**Seminar**:

Thursday 10.00-12.00, Seminarraum SR 007/008

PI-Gebäude - Arnimallee 6 - 14195 BerlinLanguage: English

Machine learning deals with searching for and generating patterns in data. Although it is traditionally considered a branch of computer science, it heavily relies on mathematical foundations. Thus, it is the primary goal of our seminar to understand these mathematical foundations. In doing so, we will put emphasis on the probabilistic viewpoint. In this semester, we will focus on techniques that allow one to find optimal strategies with the help of reinforcement learning. The students are very much encouraged to implement the methods that they will learn.

The acquaintance with basics of probability theory is required.

The language of the seminar is English. The grades will be based upon presentations and active participation.

1. The reinforcement learning problem: environment, agent, reward, return, Markov property, MDP, state-value V function, action Q function, policy, Bellman equation, examples (Chap. 3)

2. Dynamic programming: iterative policy evaluation, proof of convergence, policy improvement theorem, policy iteration, value iteration (Chapter 4)

3. Monte Carlo methods: policy evaluation, estimation of action values, Monte Carlo control, on- and off- policies, evaluating one policy while following another (Chapter 5).

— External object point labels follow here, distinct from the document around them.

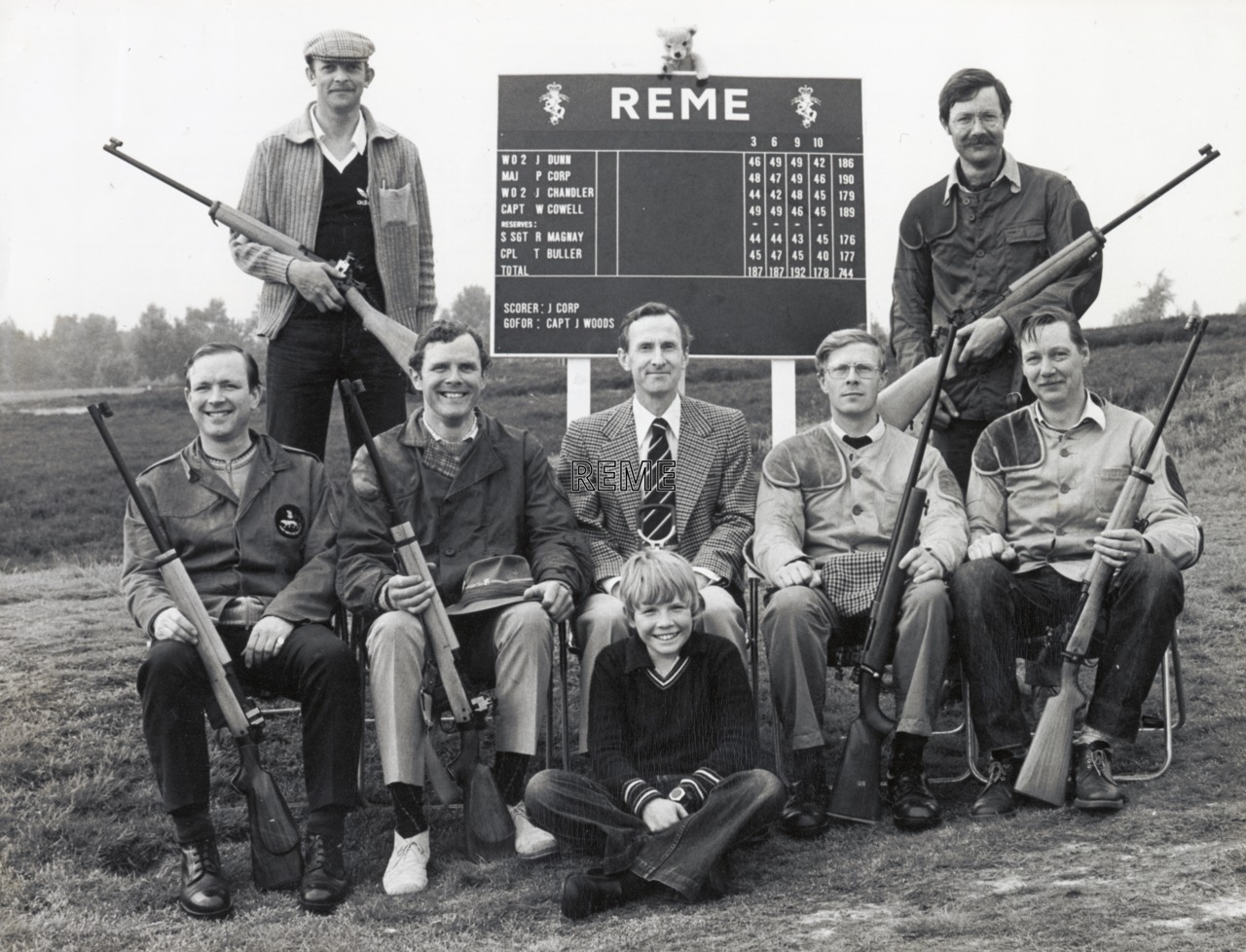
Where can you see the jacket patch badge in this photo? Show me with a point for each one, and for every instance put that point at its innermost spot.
(290, 521)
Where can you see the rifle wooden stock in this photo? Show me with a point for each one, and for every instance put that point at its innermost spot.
(488, 825)
(1081, 248)
(395, 338)
(275, 859)
(1044, 774)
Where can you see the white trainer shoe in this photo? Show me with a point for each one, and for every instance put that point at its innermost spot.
(408, 870)
(531, 842)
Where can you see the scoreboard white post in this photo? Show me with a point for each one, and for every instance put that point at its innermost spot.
(579, 387)
(783, 400)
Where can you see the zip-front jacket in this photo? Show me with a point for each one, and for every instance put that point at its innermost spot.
(275, 542)
(283, 190)
(961, 249)
(503, 502)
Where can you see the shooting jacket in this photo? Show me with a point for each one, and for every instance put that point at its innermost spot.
(503, 501)
(1044, 490)
(283, 190)
(960, 250)
(275, 542)
(698, 725)
(819, 497)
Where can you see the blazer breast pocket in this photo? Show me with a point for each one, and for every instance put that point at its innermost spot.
(396, 205)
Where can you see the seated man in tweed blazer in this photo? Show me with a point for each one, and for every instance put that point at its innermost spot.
(617, 465)
(826, 507)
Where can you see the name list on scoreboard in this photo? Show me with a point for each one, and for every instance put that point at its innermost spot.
(738, 202)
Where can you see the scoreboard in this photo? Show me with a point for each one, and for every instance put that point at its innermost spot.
(739, 202)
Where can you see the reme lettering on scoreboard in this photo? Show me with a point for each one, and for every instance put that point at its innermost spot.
(739, 202)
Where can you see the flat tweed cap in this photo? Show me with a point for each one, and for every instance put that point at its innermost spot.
(338, 47)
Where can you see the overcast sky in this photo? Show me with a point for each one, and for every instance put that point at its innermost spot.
(1118, 94)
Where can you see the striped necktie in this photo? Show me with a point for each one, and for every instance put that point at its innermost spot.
(658, 505)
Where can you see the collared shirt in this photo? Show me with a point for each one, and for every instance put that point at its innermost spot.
(358, 141)
(1044, 490)
(644, 423)
(1009, 169)
(443, 455)
(1090, 412)
(875, 434)
(643, 427)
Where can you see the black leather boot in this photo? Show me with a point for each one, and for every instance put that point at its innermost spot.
(324, 879)
(805, 811)
(1095, 790)
(912, 804)
(204, 891)
(587, 893)
(997, 796)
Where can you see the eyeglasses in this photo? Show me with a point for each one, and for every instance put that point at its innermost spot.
(989, 120)
(863, 372)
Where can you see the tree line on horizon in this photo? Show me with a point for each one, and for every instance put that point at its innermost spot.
(94, 351)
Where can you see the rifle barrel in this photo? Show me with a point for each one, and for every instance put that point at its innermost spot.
(1209, 155)
(114, 147)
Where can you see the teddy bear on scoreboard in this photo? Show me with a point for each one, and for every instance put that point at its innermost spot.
(679, 56)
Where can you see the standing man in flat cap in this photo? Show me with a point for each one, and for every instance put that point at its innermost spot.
(342, 183)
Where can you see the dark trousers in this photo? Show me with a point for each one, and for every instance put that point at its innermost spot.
(314, 667)
(307, 359)
(1000, 616)
(688, 857)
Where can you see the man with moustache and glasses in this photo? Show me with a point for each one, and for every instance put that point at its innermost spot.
(962, 241)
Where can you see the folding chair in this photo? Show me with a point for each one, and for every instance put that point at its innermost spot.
(564, 636)
(1171, 692)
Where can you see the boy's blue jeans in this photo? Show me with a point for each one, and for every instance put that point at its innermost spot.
(688, 857)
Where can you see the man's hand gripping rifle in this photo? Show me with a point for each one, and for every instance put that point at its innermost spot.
(275, 859)
(1044, 774)
(855, 795)
(488, 824)
(396, 339)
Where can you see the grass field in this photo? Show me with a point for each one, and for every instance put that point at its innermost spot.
(88, 860)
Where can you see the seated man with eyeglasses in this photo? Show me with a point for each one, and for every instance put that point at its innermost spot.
(962, 241)
(826, 507)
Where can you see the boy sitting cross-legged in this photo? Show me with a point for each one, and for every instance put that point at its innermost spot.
(673, 751)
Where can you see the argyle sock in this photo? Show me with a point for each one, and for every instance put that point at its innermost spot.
(508, 772)
(408, 809)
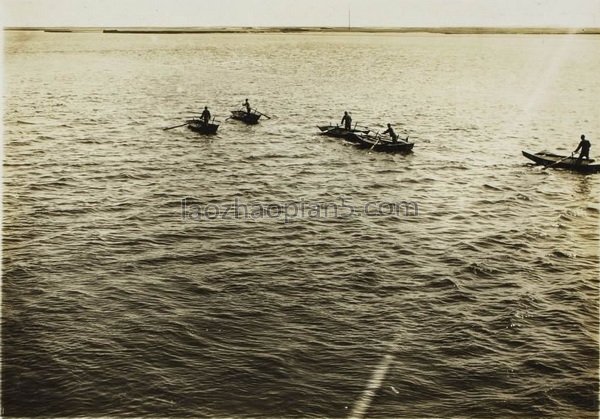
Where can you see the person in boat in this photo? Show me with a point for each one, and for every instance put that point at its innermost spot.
(347, 121)
(246, 104)
(584, 146)
(205, 115)
(390, 131)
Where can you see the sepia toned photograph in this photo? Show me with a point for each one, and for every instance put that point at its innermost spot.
(283, 209)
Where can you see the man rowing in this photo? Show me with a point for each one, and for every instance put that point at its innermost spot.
(584, 145)
(347, 121)
(390, 131)
(205, 115)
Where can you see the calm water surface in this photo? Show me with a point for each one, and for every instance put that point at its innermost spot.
(483, 305)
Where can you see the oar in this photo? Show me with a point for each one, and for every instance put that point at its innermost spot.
(266, 116)
(176, 126)
(557, 162)
(376, 142)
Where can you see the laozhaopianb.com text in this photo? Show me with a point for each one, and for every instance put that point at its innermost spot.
(193, 209)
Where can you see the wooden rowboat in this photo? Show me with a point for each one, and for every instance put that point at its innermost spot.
(377, 143)
(199, 126)
(341, 132)
(563, 162)
(248, 118)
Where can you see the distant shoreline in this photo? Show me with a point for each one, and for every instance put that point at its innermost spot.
(250, 30)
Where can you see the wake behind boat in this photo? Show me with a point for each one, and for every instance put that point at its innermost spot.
(563, 162)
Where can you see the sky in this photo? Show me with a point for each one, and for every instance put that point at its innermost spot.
(378, 13)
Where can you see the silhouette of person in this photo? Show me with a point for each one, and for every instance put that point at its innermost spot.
(584, 146)
(390, 131)
(347, 121)
(205, 115)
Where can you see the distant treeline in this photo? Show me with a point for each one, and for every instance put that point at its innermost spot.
(440, 30)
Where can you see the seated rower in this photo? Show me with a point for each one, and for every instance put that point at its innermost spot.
(205, 115)
(390, 131)
(584, 145)
(347, 121)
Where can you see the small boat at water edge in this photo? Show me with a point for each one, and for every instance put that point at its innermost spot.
(563, 162)
(248, 118)
(377, 143)
(199, 126)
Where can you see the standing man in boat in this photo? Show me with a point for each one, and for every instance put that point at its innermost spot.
(205, 115)
(390, 131)
(347, 121)
(246, 104)
(584, 145)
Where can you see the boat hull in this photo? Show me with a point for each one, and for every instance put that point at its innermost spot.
(245, 117)
(340, 132)
(201, 128)
(562, 162)
(378, 144)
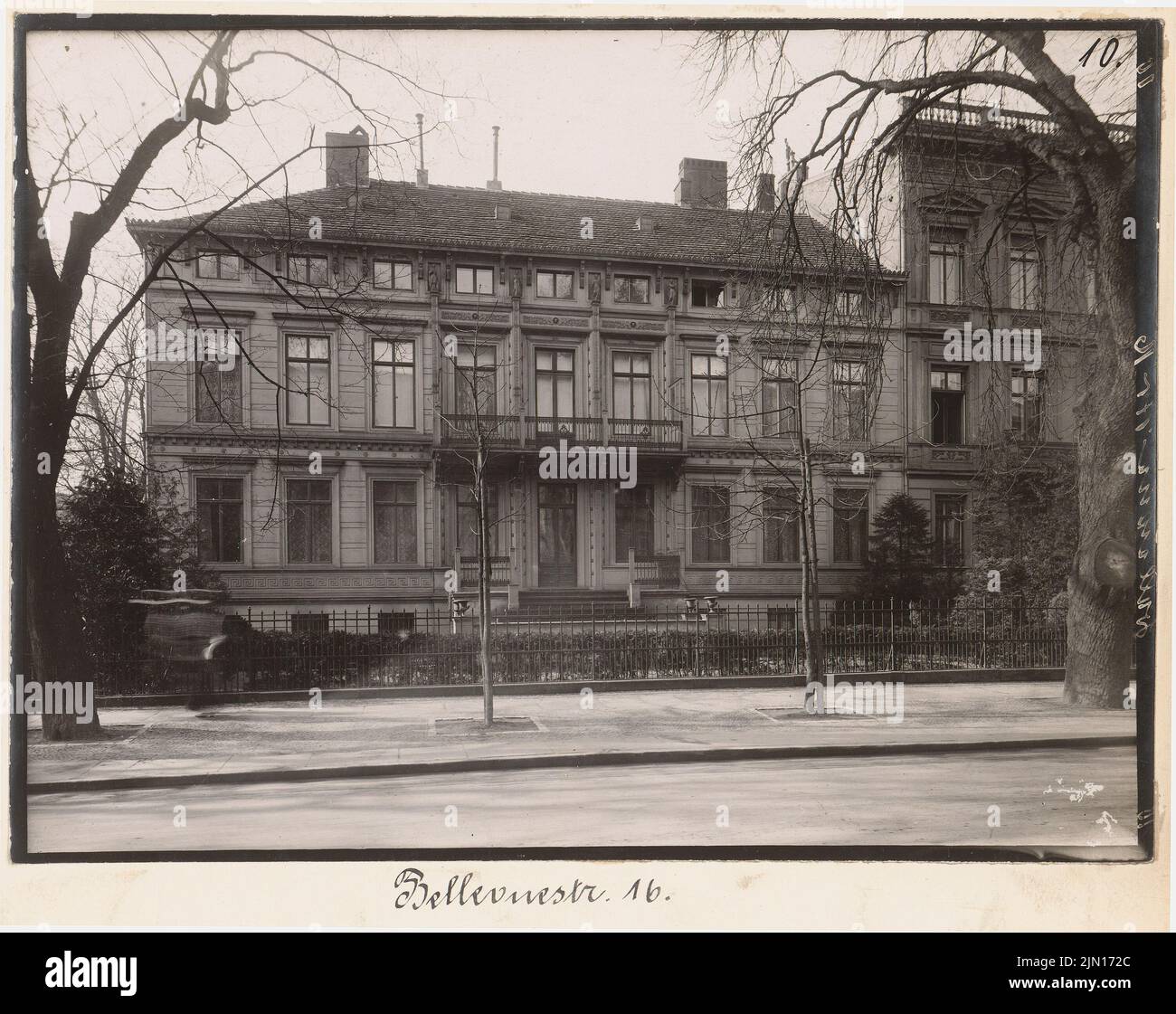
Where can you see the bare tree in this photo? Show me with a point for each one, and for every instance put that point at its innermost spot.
(808, 349)
(479, 433)
(66, 348)
(859, 124)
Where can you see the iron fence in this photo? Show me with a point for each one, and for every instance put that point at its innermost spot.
(367, 649)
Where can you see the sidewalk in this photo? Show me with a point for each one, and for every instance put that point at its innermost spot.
(163, 747)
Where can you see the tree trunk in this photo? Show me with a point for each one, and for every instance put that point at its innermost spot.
(483, 592)
(1100, 619)
(811, 592)
(55, 635)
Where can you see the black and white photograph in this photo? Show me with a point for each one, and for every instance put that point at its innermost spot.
(688, 441)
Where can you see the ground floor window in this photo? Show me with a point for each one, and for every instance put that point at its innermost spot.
(308, 521)
(394, 509)
(219, 509)
(949, 512)
(850, 526)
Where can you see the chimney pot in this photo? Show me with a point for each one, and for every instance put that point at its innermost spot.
(765, 193)
(347, 159)
(495, 184)
(701, 184)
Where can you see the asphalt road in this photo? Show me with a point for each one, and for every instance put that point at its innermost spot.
(894, 800)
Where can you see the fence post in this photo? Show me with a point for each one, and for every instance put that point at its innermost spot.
(796, 635)
(893, 650)
(248, 649)
(983, 631)
(593, 649)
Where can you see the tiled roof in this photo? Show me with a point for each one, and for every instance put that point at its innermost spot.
(463, 218)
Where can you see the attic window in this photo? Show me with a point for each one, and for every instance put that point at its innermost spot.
(707, 292)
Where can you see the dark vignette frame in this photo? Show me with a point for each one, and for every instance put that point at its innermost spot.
(1149, 60)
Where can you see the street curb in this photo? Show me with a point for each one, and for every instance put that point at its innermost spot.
(908, 677)
(618, 759)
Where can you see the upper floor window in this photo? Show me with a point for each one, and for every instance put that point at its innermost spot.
(219, 508)
(945, 270)
(781, 526)
(475, 280)
(948, 539)
(780, 298)
(947, 406)
(394, 516)
(469, 520)
(219, 390)
(780, 398)
(634, 523)
(631, 289)
(213, 263)
(1028, 391)
(394, 274)
(553, 284)
(308, 525)
(307, 380)
(394, 383)
(710, 525)
(849, 304)
(631, 384)
(554, 384)
(708, 394)
(849, 399)
(707, 292)
(307, 269)
(477, 380)
(850, 526)
(1024, 274)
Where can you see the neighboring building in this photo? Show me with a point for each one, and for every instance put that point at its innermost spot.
(384, 326)
(984, 243)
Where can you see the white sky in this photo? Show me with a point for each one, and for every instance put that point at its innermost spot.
(603, 113)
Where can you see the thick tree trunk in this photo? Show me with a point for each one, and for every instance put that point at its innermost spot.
(483, 593)
(811, 591)
(55, 635)
(1100, 619)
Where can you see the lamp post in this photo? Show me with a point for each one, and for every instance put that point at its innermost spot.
(459, 605)
(700, 610)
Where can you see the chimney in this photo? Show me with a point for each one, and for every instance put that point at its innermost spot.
(422, 175)
(701, 184)
(495, 184)
(765, 193)
(347, 159)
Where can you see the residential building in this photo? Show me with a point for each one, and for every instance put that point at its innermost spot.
(388, 328)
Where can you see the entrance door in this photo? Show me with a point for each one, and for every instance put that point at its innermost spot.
(556, 535)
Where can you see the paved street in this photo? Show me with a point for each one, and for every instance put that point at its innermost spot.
(220, 741)
(895, 800)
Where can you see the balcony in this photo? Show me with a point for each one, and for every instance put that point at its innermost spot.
(935, 458)
(532, 431)
(657, 572)
(467, 572)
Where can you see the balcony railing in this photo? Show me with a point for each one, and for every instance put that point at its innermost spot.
(657, 571)
(462, 431)
(968, 116)
(500, 572)
(533, 431)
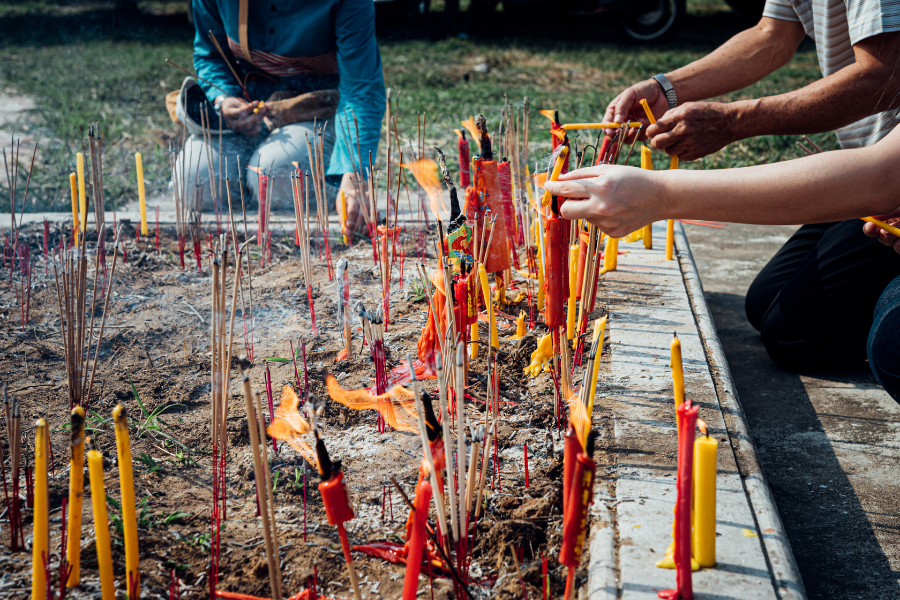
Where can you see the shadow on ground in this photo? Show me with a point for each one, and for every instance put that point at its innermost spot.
(830, 532)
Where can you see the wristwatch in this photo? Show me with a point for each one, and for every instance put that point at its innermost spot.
(666, 85)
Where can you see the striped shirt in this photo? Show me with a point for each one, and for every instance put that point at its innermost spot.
(835, 25)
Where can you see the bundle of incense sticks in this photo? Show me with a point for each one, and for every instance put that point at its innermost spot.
(343, 276)
(263, 479)
(220, 367)
(12, 185)
(178, 196)
(215, 175)
(315, 151)
(77, 321)
(245, 304)
(301, 212)
(14, 438)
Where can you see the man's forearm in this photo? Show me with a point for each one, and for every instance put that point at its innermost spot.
(826, 187)
(741, 61)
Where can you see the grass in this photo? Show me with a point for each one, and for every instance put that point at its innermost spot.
(83, 63)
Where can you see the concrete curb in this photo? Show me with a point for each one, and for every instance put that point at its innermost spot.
(776, 547)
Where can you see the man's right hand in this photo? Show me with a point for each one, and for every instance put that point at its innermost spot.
(627, 107)
(239, 116)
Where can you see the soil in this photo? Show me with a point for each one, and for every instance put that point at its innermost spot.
(157, 338)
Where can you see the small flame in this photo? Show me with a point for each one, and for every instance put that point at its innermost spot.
(383, 403)
(470, 125)
(289, 426)
(425, 171)
(550, 114)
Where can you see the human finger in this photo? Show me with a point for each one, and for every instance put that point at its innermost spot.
(568, 189)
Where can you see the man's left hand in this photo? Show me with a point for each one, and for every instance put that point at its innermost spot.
(693, 130)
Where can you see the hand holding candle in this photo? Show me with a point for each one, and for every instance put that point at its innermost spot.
(129, 507)
(139, 165)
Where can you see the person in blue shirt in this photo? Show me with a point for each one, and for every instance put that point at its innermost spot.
(281, 49)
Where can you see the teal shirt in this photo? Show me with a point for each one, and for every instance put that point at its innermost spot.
(304, 46)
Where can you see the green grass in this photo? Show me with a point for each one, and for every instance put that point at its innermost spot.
(83, 64)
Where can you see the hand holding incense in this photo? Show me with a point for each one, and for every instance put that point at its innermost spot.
(129, 508)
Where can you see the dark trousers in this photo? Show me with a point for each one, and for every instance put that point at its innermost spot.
(884, 341)
(814, 303)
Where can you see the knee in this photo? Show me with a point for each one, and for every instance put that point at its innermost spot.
(883, 347)
(757, 302)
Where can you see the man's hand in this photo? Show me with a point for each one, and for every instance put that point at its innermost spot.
(239, 116)
(627, 107)
(616, 199)
(694, 130)
(885, 237)
(355, 219)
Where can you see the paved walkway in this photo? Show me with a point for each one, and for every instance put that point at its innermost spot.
(829, 443)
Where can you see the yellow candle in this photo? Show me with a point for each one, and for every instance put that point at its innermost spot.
(573, 283)
(40, 546)
(82, 201)
(704, 542)
(573, 126)
(528, 186)
(677, 371)
(141, 197)
(73, 181)
(540, 300)
(129, 512)
(599, 333)
(344, 215)
(670, 223)
(647, 163)
(486, 291)
(557, 169)
(76, 490)
(101, 525)
(611, 254)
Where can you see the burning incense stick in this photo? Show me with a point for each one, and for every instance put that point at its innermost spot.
(76, 490)
(262, 491)
(129, 507)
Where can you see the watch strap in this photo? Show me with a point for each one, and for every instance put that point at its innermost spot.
(669, 91)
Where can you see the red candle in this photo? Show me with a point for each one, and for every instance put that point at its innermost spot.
(526, 464)
(687, 420)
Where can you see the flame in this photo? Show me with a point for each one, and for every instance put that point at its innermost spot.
(550, 114)
(425, 171)
(470, 125)
(578, 416)
(289, 426)
(384, 403)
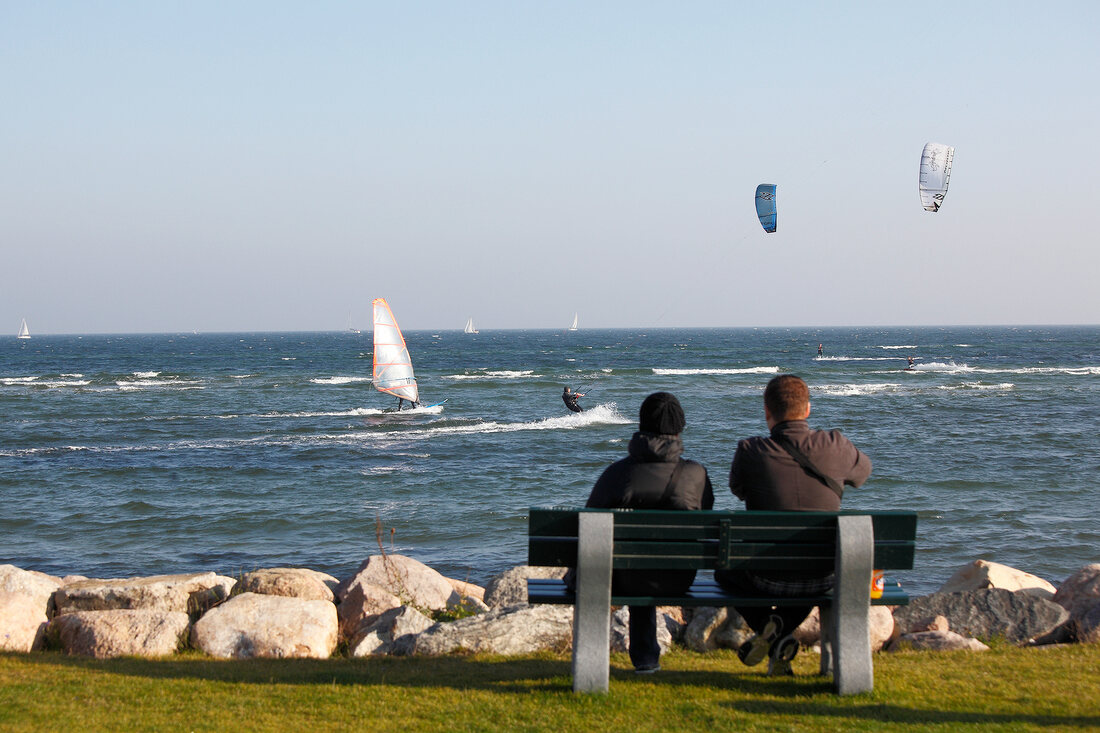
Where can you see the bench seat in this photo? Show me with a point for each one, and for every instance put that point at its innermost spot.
(597, 542)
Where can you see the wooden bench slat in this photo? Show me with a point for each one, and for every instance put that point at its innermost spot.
(703, 592)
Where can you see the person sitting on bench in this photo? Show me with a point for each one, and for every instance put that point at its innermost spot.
(652, 476)
(792, 469)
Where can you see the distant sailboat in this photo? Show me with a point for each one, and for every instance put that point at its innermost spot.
(393, 368)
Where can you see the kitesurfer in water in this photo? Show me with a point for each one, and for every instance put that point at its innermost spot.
(570, 398)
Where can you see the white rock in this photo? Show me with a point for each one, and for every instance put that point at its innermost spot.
(981, 573)
(361, 605)
(117, 633)
(255, 625)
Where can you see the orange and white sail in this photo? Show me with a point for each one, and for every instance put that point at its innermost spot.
(393, 369)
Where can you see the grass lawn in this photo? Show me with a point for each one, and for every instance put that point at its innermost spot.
(1004, 689)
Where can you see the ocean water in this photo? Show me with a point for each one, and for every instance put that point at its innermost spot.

4. Temporal-difference (TD) learning: TD vs. Monte Carlo, convergence of TD (Bibl. Remarks 6.1-2), sarsa on-policy control, Q-learning off-policy control and a proof of its convergence (Bibl. Remarks 6.5, http://users.isr.ist.utl.pt/~mtjspaan/readingGroup/ProofQlearning.pdf), actor-critic methods (Chapter 6).

5. Eligibility traces: n-step TD methods, forward and backward views of TD(λ) and their equivalence (Chapter 7)

6. Generalization and function approximation: approximation of the V function, gradient descent, convergence for linear approximation (Tsitsiklis and Van Roy, 1997a), control with function approximation, Baird’s counterexample, Tsitsiklis and Van Roy’s counterexample (Chapter 8).

7. Trust Region and Proximal Policy methods (https://arxiv.org/pdf/1502.05477.pdf, https://arxiv.org/pdf/1707.06347.pdf)

8. DQN and Double Q-learning: (https://arxiv.org/pdf/1312.5602.pdf , https://www.nature.com/articles/nature14236.pdf and https://arxiv.org/pdf/1509.06461.pdf)

9. Prioritized Experience Replay (https://arxiv.org/pdf/1511.05952.pdf)

10. Reward shaping (https://people.eecs.berkeley.edu/~pabbeel/cs287-fa09/readings/NgHaradaRussell-shaping-ICML1999.pdf, also consider this list of problems with badly chosen rewards: https://docs.google.com/spreadsheets/d/e/2PACX-1vRPiprOaC3HsCf5Tuum8bRfzYUiKLRqJmbOoC-32JorNdfyTiRRsR7Ea5eWtvsWzuxo8bjOxCG84dAg/pubhtml)

The chapters indicated in the topics are from the following monograph:

1. R. Sutton and A. Barto. Reinforcement Learning: an introduction. The MIT Press, 1998. New Version: http://incompleteideas.net/book/RLbook2018.pdf

Additional recommended article:

2. François-Lavet, P Henderson, R Islam, MG Bellemare, J Pineau. Foundations and Trends in Machine Learning 11 (3-4), 219-354. An Introduction to Deep Reinforcement Learning. https://arxiv.org/pdf/1811.12560.pdf

Further sources are given in the brackets in the corresponding topics.